As a correspondent for the San Sebastian International Film Festival and the Viennale and board member of Filmforum LA, Reynaud was a central figure in the Los Angeles and international independent film communities, watching everything with an omnivorous curiosity, always finding joy in discovering new artists and championing their work. In the 1980s, she developed a deep interest in Chinese cinema, was a pioneer of the introduction of Chinese video art and documentary in the United States and France, and for many years served as Curatorial Adviser and member of the Programming Committee for the China Onscreen Biennial. In 2017, she curated a major retrospective of contemporary Chinese cinema for the Cinémathèque française.

Reynaud was the founding co-curator, with Steve Anker, of the Film at REDCAT series from its inception in 2003. Together, Reynaud and Anker curated several hundred programs of work by international, documentary, narrative, and experimental media artists.

Reynaud was especially dedicated to including underrepresented filmmakers, showing work by dozens of queer artists and artists of color, expanding the breadth and reach of Film at REDCAT. Following Anker’s retirement, she continued curating the series with great innovation with Thomas Eduardo (2020-2021) and Jheanelle Brown (since 2022). Reynaud’s passion and determination were essential factors in making REDCAT a key part of Los Angeles’ vibrant independent media culture.

As a curator, Reynaud also created exhibitions for Artists Space, The Collective for Living Cinema, MOMA, Museum of the Moving Image, UCLA Film & Television Archives, Cinémathèque française, and Festival d’Automne and the Galerie Nationale du Jeu de Paume.
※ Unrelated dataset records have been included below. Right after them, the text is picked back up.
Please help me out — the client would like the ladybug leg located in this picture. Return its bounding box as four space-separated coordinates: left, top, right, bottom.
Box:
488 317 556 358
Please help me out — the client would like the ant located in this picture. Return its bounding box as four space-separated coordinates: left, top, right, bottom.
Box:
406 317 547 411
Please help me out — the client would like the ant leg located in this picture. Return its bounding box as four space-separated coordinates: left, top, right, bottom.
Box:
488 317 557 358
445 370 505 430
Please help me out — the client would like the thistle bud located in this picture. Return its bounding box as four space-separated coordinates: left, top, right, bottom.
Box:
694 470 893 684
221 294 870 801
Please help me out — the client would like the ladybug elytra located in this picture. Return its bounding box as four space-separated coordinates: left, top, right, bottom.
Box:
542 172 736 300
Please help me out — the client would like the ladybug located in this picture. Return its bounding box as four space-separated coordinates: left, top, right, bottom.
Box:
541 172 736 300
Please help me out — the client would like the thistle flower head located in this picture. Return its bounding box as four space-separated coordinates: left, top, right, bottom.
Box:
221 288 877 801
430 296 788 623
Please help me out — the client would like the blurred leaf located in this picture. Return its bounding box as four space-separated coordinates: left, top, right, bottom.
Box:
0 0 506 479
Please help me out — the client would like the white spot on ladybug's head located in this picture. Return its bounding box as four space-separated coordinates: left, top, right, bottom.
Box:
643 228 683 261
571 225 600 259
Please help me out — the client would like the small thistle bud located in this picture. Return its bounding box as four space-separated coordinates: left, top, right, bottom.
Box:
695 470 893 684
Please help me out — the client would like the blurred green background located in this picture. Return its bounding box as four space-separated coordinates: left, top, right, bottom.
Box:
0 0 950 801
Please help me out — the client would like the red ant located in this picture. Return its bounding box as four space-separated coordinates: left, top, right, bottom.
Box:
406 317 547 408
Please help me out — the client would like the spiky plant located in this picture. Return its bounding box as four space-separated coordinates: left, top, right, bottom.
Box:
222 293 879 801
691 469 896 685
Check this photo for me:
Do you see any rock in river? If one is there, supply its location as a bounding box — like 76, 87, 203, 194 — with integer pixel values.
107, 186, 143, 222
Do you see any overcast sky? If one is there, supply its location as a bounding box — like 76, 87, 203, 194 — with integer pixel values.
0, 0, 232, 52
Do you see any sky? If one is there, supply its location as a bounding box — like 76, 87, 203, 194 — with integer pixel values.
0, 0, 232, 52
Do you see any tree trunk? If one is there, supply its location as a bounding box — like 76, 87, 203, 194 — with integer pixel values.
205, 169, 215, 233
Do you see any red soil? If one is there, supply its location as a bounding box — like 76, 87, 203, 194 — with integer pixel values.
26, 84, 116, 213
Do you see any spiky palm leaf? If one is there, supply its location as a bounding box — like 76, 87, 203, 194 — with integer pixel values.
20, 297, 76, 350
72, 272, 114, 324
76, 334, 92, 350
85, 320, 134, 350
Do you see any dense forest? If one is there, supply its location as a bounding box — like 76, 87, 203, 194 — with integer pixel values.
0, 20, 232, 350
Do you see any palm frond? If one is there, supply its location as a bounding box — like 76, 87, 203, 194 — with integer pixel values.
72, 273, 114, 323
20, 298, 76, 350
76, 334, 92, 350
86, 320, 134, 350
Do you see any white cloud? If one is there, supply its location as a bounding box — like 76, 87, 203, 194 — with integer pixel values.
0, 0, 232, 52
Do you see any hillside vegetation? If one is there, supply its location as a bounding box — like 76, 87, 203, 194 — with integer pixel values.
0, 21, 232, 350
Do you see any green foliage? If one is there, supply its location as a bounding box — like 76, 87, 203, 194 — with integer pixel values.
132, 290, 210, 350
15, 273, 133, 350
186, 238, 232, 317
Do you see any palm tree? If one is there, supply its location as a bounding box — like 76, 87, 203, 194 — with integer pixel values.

She was one of the main organizers of Against Oblivion, the Chantal Akerman retrospective that took place in several Los Angeles venues and at New York’s BAM in 2016 and edited the Senses of Cinema dossier devoted to Akerman.

Reynaud’s teaching and mentoring was always timely and thoughtful. She played a key role in bringing students in direct conversation with such esteemed filmmakers as Agnes Varda, Isaac Julien, Chantal Akerman, Julie Dash and many, many more. In response to the COVID quarantine, she quickly designed The Room, a seminar on confinement that was both a provocation and an invitation to students to think deeply about the moment. This summer, she was planning “Fourteen Questions for Jean-Luc Godard,” a deep dive into the filmmaker’s work following his death last year.

More information about a remembrance event for Reynaud’s enormous community will be released when available.